A starting point for this problem is to notice that if $s$ and $t$ are equal when restricted to some subset $X$ of letters, then they must also be equal when restricted to any subset $Y$ of $X$. In particular, this means that if $s$ and $t$ are equal when restricted to some subset $X$ of letters, they are also equal when restricted to any two letters in $X$.

Now consider the case where $s$ and $t$ are not equal when restricted to $X$. Again let $s'$ and $t'$ be $s$ and $t$ restricted to $X$. One possibility is that $s'$ and $t'$ are of different lengths, which means that $s$ and $t$ have differing amounts of the letters in $X$.

The other possibility is that $s'$ and $t'$ have different letters at some position. In this case, consider the first position at which $s'$ and $t'$ differ, and let $x$ and $y$ be the two letters that $s'$ and $t'$ have at this position. Since $s'$ and $t'$ are completely the same up to this position, if we remove all letters other than $x$ and $y$ from $s'$ and $t'$ to create new strings $s''$ and $t''$, the portion before this position will become the same (smaller) portion at the beginning of $s''$ and $t''$, and so the $x$ and $y$ at the same position in $s'$ and $t'$ will still be in the same position in $s''$ and $t''$. This means that $s''$ and $t''$ are not the same, and so, since $s''$ and $t''$ are actually just $s$ and $t$ restricted to the two letters $x$ and $y$, we can conclude that $s$ and $t$ are not the same when restricted to $x$ and $y$.
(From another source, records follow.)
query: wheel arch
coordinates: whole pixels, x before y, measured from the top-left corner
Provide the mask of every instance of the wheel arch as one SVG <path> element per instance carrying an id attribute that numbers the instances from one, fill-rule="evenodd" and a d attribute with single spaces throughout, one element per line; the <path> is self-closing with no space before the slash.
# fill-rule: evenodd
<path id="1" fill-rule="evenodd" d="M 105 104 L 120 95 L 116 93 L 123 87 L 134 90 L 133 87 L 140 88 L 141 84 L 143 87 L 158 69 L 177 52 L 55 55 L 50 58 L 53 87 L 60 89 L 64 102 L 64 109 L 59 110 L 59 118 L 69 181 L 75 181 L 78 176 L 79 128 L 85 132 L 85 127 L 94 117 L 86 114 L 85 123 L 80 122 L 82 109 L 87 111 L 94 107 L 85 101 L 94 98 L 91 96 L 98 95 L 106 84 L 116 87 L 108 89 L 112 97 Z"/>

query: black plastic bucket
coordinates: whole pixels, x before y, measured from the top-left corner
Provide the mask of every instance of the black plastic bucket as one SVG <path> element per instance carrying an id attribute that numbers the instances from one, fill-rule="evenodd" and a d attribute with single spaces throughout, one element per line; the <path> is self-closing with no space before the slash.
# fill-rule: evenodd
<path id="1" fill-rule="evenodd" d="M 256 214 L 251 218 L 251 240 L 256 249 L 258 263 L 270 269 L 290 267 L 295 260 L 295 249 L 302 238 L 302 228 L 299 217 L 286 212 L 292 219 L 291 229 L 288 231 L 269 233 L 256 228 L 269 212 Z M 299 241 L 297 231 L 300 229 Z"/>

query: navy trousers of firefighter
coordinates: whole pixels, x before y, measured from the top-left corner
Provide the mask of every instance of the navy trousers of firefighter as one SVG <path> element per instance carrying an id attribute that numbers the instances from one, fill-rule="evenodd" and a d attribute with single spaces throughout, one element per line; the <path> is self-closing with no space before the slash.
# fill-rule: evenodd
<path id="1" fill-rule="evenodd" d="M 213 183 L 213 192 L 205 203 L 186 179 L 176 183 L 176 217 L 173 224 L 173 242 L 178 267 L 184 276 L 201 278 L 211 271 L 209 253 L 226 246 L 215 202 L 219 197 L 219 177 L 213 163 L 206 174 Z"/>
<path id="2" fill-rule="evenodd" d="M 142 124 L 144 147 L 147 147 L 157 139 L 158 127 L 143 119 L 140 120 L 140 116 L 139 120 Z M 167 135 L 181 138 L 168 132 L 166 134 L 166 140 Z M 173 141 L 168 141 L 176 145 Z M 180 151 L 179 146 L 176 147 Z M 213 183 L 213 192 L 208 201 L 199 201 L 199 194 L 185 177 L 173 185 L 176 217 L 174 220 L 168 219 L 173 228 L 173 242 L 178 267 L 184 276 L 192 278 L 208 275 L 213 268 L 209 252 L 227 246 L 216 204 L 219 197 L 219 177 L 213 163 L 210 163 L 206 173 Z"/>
We have therefore shown that if $s$ and $t$ are not equal when restricted to $X$, then either they do not have the same amount of letters in $X$, or they are not the same when restricted to some pair of letters in $X$. However, we already know that if $s$ and $t$ are equal when restricted to $X$, then they must be the same when restricted to any pair of letters in $X$, and in this case they clearly must also have the same amount of letters in $X$.

This means that $s$ and $t$ being equal when restricted to $X$ is actually equivalent to having the same amount of letters in $X$ and being equal when restricted to any pair of letters in $X$.

We can use this fact to write our algorithm. We need to be able to quickly compute, for a given subset of letters $X$, whether $s$ and $t$ have the same amount of letters in $X$, and whether $s$ and $t$ are the same when restricted to any pair of letters in $X$.

We can make checking the first condition easy by precomputing the frequencies of each letter in each of $s$ and $t$. This takes linear time. Then, for a given $X$, we simply add up the frequencies of all letters in $X$ for each of $s$ and $t$ and check if the sums are equal.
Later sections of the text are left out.